No - the CGT relief for investors, under Subdivision 115-D of the ITAA 1997 is only available to a shareholder of a listed investment company ('LIC').
An individual taxpayer acquired a number of income producing assets on or after 20 September 1985, which consisted of shares, trust units and other financial instruments, held for investment purposes.
The taxpayer has transferred some of those income producing assets to a wholly-owned company.
The company pays a dividend to the shareholder which, in part, is made up of capital gains on the disposal of assets by the company that had been held for more than 12 months.
Subdivision 115-D of the ITAA 1997 provides shareholders of certain LICs with benefits similar to those conferred by discount capital gains. The benefits are available if the dividends paid by those companies represent capital gains that would be discount capital gains had they been made by an individual, trust or a complying superannuation entity.
It enables shareholders in LICs to reduce the eligible capital gain component of a dividend by the CGT discount.
Subsection 115-290(1) of the ITAA 1997 provides that a company is a 'listed investment company' if : • it is an Australian resident; and • it is listed on the Australian Stock Exchange or of a body corporate that is approved as a stock exchange under section 769 of the Corporations Act 2001 ; and • 90% or more of the market value of its CGT assets consists of investments permitted by subsection 115-290(4) of the ITAA 1997.

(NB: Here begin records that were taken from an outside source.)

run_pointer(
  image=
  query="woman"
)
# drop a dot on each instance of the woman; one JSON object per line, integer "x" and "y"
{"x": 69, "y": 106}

A wholly-owned subsidiary of a LIC can also be treated as a LIC, if the subsidiary meets the LIC requirements other than listing: sub-section 115-290(2) of the ITAA 1997.
As neither the company is listed on the Australian Stock Exchange nor is it a wholly-owned subsidiary of a LIC, it is not considered to be a LIC. It is unnecessary to determine whether 90% or more of the market value of its CGT assets consisted of permitted investments.
Consequently, the CGT relief under subdivision 115-D of the ITAA 1997 is not available to the individual taxpayer on dividends received from the wholly-owned company.